Department of Biochemistry, Siebens-Drake Medical Research Institute, Schulich School of Medicine and Dentistry, The University of Western Ontario, London, Ontario, Canada.
PLoS One. 2011;6(10):e25528. doi: 10.1371/journal.pone.0025528. Epub 2011 Oct 7.
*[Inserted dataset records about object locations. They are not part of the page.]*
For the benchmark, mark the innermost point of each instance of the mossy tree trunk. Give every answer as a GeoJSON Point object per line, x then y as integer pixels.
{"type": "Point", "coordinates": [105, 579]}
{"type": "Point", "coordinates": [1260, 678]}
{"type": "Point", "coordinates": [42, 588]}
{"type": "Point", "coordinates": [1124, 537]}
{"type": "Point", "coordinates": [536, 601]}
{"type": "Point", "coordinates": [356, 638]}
Protein-protein interactions (PPIs) are frequently mediated by the binding of a modular domain in one protein to a short, linear peptide motif in its partner. The advent of proteomic methods such as peptide and protein arrays has led to the accumulation of a wealth of interaction data for modular interaction domains. Although several computational programs have been developed to predict modular domain-mediated PPI events, they are often restricted to a given domain type. We describe DomPep, a method that can potentially be used to predict PPIs mediated by any modular domains. DomPep combines proteomic data with sequence information to achieve high accuracy and high coverage in PPI prediction. Proteomic binding data were employed to determine a simple yet novel parameter Ligand-Binding Similarity which, in turn, is used to calibrate Domain Sequence Identity and Position-Weighted-Matrix distance, two parameters that are used in constructing prediction models. Moreover, DomPep can be used to predict PPIs for both domains with experimental binding data and those without. Using the PDZ and SH2 domain families as test cases, we show that DomPep can predict PPIs with accuracies superior to existing methods. To evaluate DomPep as a discovery tool, we deployed DomPep to identify interactions mediated by three human PDZ domains. Subsequent in-solution binding assays validated the high accuracy of DomPep in predicting authentic PPIs at the proteome scale. Because DomPep makes use of only interaction data and the primary sequence of a domain, it can be readily expanded to include other types of modular domains.
蛋白质-蛋白质相互作用 (PPIs) 通常是由一个蛋白质中的模块化结构域与另一个蛋白质中的短线性肽基序结合介导的。肽和蛋白质阵列等蛋白质组学方法的出现,导致了模块化相互作用结构域的大量相互作用数据的积累。尽管已经开发了几种计算程序来预测模块化结构域介导的 PPI 事件,但它们通常仅限于特定的结构域类型。我们描述了 DomPep,这是一种可用于预测任何模块化结构域介导的 PPI 的方法。DomPep 将蛋白质组学数据与序列信息相结合,以实现 PPI 预测的高精度和高覆盖率。蛋白质组学结合数据用于确定一种简单而新颖的参数配体结合相似性,反过来又用于校准结构域序列同一性和位置加权矩阵距离,这两个参数用于构建预测模型。此外,DomPep 可用于预测具有实验结合数据和无实验结合数据的结构域的 PPI。我们使用 PDZ 和 SH2 结构域家族作为测试案例,表明 DomPep 可以预测具有优于现有方法的精度的 PPI。为了评估 DomPep 作为发现工具的性能,我们将 DomPep 用于识别三个人类 PDZ 结构域介导的相互作用。随后的溶液结合测定验证了 DomPep 在预测蛋白质组范围内真实 PPI 的高准确性。由于 DomPep 仅使用相互作用数据和结构域的一级序列,因此可以很容易地扩展到包括其他类型的模块化结构域。